Victorian Decorative Tile Flooring – Encaustic tiles – Part 3
Encaustic tiles were usually used as the decorative tiles within a floor that primarily used geometric tiles as the main tile covering. Encaustic tiles were more expensive than geometric tiles, owing to their much higher costs of manufacture.
Encaustic tiles were often used to replicate or reinterpret medieval tiles that were found in early churches. Those early tiles were the first to incorporate a thin layer of extra clay in another colour to impart the design in either geometric shapes or the designs showed stylized animals or plants.
The Victorians took the designs and applied mass production techniques to the manufacturing process. With encaustic tiles, they improved on the medieval tiles substantially. Medieval tiles were painted or had thinly laid on designs and the designs could wear off with heavy foot traffic. Victorian encaustic tiles were manufactured with the design running through the depth of the tile, so that if the tile wore down, so did the design contained within the tile.
The Victorian encaustic tiles were made in a moulded process, leaving carefully shaped holes in the tile that would later be filled with differently coloured wet – almost liquid – clay. The clay would be poured into the remaining voids in the tile. It would set, and then be scraped off level with the surface of the original tile, and then sent for firing.

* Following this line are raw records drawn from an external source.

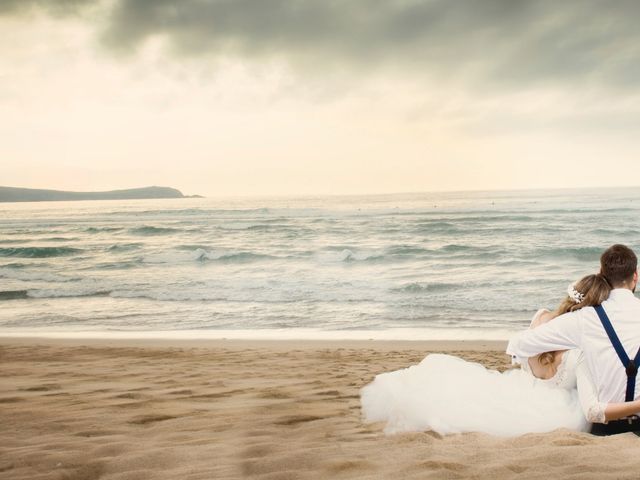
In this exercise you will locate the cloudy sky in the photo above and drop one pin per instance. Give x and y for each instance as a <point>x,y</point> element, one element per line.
<point>272,97</point>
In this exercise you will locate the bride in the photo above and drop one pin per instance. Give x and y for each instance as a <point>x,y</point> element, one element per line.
<point>446,394</point>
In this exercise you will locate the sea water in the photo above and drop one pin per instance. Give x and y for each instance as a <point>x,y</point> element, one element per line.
<point>407,266</point>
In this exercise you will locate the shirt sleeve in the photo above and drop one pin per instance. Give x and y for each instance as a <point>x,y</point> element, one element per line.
<point>593,409</point>
<point>561,333</point>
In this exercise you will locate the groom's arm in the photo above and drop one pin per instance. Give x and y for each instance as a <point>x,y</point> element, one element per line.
<point>561,333</point>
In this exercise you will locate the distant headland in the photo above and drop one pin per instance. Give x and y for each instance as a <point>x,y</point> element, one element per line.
<point>13,194</point>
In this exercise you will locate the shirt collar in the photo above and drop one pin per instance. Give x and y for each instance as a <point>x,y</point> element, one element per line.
<point>620,294</point>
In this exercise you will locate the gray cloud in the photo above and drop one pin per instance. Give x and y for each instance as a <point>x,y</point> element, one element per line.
<point>55,7</point>
<point>487,43</point>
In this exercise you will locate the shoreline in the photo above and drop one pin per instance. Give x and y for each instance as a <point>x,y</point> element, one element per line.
<point>240,344</point>
<point>117,409</point>
<point>411,335</point>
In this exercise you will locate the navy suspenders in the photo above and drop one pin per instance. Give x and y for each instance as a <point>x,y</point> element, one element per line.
<point>631,366</point>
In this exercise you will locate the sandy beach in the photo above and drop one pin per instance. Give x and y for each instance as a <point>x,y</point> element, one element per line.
<point>133,409</point>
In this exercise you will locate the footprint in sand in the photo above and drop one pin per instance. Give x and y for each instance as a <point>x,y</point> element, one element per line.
<point>146,419</point>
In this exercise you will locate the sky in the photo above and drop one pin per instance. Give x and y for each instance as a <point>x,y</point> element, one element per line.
<point>298,97</point>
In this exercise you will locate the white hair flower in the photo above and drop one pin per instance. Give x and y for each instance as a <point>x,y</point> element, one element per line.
<point>574,294</point>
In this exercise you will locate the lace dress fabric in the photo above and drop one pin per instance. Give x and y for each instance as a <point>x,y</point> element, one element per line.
<point>447,394</point>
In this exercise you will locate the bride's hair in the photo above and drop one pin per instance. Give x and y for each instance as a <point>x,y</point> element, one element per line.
<point>595,289</point>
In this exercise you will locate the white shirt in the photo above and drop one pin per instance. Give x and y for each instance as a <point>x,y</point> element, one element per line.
<point>582,329</point>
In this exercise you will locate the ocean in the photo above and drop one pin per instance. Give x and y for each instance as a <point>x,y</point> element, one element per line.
<point>459,265</point>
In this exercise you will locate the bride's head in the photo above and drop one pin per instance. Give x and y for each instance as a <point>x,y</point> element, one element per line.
<point>586,292</point>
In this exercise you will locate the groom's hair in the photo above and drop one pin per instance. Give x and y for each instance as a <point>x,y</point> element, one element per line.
<point>618,263</point>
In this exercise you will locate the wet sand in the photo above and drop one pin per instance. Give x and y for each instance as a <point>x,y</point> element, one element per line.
<point>133,409</point>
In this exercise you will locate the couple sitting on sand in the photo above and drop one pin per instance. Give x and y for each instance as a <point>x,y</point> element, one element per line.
<point>579,365</point>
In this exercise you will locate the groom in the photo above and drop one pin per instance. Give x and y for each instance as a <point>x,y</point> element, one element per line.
<point>609,338</point>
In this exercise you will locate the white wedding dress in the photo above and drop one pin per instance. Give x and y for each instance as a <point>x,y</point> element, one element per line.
<point>447,394</point>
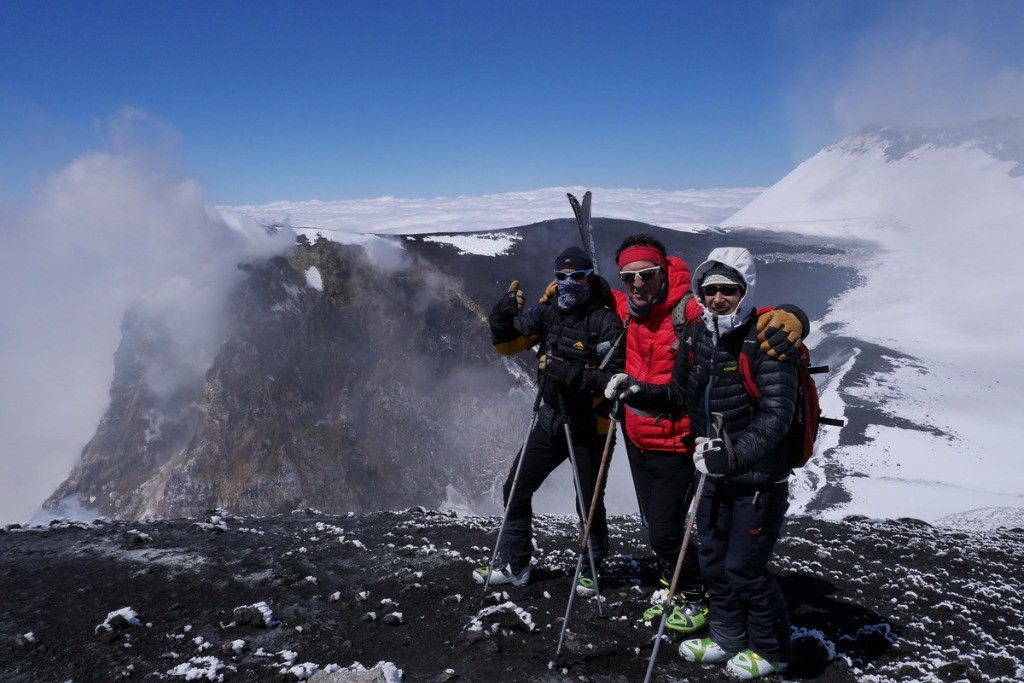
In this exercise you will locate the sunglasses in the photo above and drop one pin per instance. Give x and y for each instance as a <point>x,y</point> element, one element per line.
<point>726,290</point>
<point>645,274</point>
<point>576,274</point>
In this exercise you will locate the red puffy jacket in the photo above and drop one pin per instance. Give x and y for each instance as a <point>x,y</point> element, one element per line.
<point>650,353</point>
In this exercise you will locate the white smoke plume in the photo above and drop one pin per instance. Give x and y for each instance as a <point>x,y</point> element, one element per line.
<point>111,229</point>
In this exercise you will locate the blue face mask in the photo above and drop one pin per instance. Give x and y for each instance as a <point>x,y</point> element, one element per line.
<point>572,293</point>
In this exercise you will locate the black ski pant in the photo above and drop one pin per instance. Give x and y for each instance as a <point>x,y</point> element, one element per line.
<point>543,454</point>
<point>664,483</point>
<point>738,528</point>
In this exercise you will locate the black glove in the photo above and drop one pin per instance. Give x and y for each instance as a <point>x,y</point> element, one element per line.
<point>560,372</point>
<point>711,457</point>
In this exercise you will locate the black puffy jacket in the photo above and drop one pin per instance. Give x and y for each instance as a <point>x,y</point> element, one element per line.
<point>706,380</point>
<point>581,337</point>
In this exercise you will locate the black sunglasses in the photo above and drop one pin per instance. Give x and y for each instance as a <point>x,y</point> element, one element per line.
<point>645,274</point>
<point>576,274</point>
<point>726,290</point>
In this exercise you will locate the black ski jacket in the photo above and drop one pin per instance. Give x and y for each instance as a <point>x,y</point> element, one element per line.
<point>706,380</point>
<point>581,337</point>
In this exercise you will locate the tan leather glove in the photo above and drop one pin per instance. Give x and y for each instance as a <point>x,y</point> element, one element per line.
<point>550,293</point>
<point>779,333</point>
<point>520,298</point>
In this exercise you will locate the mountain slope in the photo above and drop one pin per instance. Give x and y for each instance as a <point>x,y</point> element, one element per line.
<point>931,387</point>
<point>340,385</point>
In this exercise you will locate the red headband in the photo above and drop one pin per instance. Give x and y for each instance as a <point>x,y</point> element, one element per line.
<point>641,253</point>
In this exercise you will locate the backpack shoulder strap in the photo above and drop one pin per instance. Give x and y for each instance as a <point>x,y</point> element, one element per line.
<point>679,319</point>
<point>748,355</point>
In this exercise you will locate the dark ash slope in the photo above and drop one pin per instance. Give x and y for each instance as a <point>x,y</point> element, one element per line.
<point>869,600</point>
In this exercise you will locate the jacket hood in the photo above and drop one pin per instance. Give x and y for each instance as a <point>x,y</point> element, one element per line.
<point>740,260</point>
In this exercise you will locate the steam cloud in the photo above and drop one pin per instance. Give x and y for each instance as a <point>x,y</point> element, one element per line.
<point>111,229</point>
<point>916,63</point>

Encaustic tiles were then used as decorative highlights – usually in a field of geometric tiles. Due to the hardwearing traits of encaustic tiles, they could be used in a variety of heavy foot traffic situations, either outdoors, or in public buildings and churches.

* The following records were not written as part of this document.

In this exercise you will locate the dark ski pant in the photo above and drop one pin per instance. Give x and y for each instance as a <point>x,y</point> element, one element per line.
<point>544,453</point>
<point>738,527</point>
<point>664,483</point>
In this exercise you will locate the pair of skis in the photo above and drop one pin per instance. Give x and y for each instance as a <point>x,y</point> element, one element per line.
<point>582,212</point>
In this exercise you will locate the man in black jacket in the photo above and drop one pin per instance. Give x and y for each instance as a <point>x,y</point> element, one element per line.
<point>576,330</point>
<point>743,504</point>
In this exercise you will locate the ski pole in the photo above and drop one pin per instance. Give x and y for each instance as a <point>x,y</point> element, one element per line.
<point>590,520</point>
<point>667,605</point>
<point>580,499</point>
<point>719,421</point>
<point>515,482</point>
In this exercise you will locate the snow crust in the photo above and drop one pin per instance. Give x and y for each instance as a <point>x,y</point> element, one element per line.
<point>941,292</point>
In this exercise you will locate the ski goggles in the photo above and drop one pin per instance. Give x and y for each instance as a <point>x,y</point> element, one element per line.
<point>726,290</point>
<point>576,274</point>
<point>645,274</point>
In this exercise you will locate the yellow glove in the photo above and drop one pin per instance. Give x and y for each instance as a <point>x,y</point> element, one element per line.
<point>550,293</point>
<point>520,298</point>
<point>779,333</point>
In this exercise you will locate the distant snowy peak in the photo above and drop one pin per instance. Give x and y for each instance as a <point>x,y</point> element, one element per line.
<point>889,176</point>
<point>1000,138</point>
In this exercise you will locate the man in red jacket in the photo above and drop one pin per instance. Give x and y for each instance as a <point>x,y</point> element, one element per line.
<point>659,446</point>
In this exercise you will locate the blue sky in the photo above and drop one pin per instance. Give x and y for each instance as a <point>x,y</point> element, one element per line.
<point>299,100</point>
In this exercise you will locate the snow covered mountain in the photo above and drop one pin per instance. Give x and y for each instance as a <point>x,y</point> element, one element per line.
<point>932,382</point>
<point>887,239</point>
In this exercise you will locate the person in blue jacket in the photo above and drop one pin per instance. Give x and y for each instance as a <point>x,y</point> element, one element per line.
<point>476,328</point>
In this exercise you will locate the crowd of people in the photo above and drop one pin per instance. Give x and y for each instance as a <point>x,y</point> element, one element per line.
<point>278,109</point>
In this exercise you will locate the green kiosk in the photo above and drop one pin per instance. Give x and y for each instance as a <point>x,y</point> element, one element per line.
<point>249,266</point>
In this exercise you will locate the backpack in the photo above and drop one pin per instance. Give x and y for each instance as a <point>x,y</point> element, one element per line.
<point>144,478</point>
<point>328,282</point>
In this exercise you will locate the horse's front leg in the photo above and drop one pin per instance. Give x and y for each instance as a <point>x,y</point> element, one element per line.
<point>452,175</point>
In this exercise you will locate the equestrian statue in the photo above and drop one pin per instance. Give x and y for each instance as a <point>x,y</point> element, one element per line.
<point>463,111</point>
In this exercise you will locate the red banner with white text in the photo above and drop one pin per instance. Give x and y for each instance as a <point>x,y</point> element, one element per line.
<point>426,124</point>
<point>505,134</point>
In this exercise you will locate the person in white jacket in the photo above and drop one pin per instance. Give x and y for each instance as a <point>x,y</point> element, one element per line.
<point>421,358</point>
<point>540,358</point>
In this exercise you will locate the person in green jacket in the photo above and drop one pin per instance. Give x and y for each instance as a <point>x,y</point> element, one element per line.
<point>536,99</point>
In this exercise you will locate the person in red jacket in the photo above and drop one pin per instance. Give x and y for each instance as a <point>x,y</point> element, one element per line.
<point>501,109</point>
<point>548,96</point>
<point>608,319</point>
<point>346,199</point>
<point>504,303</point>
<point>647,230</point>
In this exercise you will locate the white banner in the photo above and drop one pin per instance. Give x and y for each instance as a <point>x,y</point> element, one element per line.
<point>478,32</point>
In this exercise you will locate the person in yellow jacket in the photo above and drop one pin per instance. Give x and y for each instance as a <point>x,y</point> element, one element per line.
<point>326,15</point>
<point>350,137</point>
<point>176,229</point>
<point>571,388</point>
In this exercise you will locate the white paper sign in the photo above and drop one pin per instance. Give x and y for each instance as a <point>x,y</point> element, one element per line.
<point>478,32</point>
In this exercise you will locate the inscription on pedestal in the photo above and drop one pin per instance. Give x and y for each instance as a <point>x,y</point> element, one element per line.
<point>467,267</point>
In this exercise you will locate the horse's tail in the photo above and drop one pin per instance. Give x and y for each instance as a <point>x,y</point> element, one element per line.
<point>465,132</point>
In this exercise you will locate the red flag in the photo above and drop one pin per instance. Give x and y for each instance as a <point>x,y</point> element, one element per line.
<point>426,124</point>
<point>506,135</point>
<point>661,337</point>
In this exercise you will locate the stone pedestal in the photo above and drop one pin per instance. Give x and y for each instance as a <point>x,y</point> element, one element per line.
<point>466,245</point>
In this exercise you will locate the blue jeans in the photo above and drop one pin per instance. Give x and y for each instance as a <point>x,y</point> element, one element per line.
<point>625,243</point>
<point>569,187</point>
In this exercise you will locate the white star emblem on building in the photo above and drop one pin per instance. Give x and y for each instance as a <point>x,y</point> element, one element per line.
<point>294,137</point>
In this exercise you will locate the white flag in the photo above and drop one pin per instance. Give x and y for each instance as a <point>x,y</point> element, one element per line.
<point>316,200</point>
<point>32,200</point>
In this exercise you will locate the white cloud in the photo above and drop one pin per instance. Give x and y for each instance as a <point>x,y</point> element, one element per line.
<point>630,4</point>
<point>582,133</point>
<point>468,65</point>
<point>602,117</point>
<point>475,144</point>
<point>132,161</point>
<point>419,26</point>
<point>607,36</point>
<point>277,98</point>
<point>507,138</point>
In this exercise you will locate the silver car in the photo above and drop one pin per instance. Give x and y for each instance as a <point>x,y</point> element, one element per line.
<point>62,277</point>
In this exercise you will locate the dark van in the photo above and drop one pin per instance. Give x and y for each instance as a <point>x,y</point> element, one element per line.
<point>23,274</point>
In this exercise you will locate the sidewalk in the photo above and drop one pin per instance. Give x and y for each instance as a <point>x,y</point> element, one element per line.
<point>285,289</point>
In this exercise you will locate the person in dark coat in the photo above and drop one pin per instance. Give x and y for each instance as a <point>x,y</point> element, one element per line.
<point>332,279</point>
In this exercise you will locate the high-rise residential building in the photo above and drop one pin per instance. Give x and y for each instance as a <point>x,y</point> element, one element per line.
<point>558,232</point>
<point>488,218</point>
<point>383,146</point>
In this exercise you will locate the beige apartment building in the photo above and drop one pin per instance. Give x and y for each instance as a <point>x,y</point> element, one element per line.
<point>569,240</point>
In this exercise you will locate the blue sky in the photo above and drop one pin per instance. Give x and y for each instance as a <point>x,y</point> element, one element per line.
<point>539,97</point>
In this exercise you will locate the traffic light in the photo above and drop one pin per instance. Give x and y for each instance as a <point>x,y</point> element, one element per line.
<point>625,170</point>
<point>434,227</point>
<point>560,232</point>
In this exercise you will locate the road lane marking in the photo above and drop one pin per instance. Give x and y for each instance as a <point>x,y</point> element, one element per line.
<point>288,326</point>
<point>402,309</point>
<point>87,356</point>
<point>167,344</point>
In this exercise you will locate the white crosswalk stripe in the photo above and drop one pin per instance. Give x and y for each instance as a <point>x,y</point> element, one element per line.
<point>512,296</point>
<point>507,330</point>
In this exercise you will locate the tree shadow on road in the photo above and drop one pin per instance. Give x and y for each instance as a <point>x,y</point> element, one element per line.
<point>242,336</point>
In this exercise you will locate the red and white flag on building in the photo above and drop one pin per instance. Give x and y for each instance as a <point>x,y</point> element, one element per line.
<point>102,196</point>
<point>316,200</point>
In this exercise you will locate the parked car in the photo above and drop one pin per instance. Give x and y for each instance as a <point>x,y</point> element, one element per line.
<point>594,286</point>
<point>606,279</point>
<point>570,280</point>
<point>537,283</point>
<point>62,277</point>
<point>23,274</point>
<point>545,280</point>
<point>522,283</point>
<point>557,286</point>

Encaustic tiles were sometimes used in residential buildings, but due to the cost involved, they were generally used as focal point tiles in grander homes of wealthy industrialists. However, in Scotland, you can frequently still see them as colourful walkways leading to the front door of a stone terrace house.
Keep your eyes down in older public buildings and in grand residential historic house museums! You may encounter more splendid examples of Victorian floor tiling.